The great patriotic artist William Trumbull’s iconic paintings have adorned the walls of many an American home and art gallery. The colorful and dramatic oil painting “The Death of General Warren at Bunker Hill” portrays the last moments of the life of one of the founders most devoted to liberty, though he died thirteen months before Independence! Had he survived, Warren would have likely been at the foremost of the leaders that followed George Washington to independence.
After graduation from Harvard, Warren became the premier physician of Boston. He met John Adams as a patient, and closely associated with his cousin, Samuel Adams, during the Stamp Act crisis. Dr. Warren was a distinguished member of a “revolutionary team” that included Sam Adams, John Hancock, and James Otis, and his orations on the anniversaries of the “Boston Massacre” enervated the general populace. Dr. Warren penned the Suffolk Resolves, in which the “Intolerable Acts” were declared unconstitutional and recommended sanctions against England, forming an independent government and preparations to fight! Paul Revere raced the three hundred fifty miles to Philadelphia to present the Resolves to the Continental Congress, and thus alert all the colonies to the resolution of Massachusetts’ men to defend their rights.
As one historian has noted, the revolutionary movement in Boston was “large, open, diverse and complex” and only two men were on at least five of the seven groups of Boston Whigs—Warren and Revere. It was Warren who gathered the intelligence from his spies regarding the British movement against Lexington and Concord and sent Revere on his historic ride to raise the countryside. Warren stayed in Boston to keep an eye on the British high command, a most dangerous proposition. The next day he took his musket and joined in the battle against the redcoats in their torturous rout from Concord Bridge.

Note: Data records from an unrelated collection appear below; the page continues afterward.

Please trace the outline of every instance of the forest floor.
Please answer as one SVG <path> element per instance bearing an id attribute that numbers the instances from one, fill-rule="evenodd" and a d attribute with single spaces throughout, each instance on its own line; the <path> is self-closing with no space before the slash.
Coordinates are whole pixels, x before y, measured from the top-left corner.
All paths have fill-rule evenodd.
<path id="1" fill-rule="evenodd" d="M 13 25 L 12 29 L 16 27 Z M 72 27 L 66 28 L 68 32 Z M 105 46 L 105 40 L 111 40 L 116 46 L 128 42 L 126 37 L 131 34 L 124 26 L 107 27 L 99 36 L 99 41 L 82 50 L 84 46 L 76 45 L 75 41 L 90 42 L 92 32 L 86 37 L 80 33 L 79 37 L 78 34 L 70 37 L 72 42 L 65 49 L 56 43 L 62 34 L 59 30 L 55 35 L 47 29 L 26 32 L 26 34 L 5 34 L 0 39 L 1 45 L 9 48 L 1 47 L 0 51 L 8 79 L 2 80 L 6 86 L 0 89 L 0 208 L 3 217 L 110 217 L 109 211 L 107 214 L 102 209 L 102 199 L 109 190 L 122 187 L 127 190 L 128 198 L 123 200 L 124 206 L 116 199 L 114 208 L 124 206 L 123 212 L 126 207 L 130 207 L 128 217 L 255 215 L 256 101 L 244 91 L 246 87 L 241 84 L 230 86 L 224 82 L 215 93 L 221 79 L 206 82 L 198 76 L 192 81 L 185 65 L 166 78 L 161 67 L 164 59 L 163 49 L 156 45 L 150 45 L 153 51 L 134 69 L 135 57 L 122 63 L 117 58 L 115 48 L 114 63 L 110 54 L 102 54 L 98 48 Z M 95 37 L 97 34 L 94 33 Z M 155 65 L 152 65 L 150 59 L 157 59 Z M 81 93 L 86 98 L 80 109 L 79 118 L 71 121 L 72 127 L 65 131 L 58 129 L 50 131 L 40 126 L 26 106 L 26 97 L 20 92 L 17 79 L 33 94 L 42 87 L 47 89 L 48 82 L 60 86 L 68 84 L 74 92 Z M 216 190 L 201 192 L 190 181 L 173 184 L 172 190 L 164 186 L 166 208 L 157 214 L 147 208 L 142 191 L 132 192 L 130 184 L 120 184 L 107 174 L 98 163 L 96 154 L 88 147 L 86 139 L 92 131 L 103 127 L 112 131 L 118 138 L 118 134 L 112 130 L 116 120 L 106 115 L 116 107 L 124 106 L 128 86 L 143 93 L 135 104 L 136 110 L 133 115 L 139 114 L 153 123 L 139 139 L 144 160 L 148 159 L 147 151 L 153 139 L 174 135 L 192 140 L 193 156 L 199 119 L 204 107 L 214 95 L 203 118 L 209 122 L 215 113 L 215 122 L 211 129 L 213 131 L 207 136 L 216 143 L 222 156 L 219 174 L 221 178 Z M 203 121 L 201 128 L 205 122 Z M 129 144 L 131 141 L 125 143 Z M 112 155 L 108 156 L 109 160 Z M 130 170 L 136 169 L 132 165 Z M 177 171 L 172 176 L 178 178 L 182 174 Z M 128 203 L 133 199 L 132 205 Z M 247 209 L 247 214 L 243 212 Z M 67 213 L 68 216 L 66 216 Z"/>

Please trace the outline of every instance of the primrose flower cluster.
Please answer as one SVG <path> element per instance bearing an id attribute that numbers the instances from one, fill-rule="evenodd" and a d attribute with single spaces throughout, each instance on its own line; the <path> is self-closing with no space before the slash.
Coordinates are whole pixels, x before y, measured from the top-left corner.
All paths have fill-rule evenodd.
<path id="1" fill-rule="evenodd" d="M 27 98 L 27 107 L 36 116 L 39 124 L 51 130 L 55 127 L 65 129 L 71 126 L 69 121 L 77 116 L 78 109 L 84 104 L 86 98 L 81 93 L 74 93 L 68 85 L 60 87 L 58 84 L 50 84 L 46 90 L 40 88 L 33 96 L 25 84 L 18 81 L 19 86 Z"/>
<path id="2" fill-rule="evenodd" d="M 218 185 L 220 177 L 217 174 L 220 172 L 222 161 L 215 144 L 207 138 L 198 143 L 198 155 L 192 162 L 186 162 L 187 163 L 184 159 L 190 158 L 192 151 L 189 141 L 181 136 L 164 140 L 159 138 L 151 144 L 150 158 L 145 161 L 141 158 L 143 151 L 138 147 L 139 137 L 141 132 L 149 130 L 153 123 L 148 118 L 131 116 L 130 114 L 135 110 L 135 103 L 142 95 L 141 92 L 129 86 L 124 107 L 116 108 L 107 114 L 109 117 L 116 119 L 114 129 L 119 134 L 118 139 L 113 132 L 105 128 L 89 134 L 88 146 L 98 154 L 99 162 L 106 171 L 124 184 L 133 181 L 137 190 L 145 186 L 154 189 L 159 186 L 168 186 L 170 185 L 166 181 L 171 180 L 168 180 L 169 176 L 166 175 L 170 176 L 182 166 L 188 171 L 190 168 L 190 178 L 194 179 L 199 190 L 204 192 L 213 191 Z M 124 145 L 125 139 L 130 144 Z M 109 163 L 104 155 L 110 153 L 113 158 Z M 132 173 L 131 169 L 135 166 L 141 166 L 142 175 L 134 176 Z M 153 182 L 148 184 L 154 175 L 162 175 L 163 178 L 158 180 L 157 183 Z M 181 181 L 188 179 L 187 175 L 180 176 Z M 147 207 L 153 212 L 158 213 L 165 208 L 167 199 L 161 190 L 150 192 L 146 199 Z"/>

As President of the Massachusetts’ Provincial Congress, Warren headed the committee to organize the army of the colony by whom he was elected Major General, an honor which he rejected. After meeting with the Committee of Safety on June 17th, 1775, Dr. Warren joined the Patriot Army entrenched on Breed’s and Bunker Hills in Charles Town, awaiting the assault of the Redcoat army. Warren declined command of the patriot forces, offered by Colonel Putnam and joined the ranks as a simple rifleman. As before, “he sought the place of greatest danger.” In the course of action Dr. Joseph Warren was shot through the face and died in the lines with twenty nine other patriots. His remains were later identified by the false teeth that Paul Revere had wired into his jaw, perhaps the first identification through dental record in history!
Dr. Warren’s place in the pantheon of patriot heroes was secured though he did not live to see his beloved ideals of constitutional liberty and freedom realized. Paul Revere named his next son Joseph Warren Revere, a fitting tribute to the man who invested his entire life on behalf of his countrymen.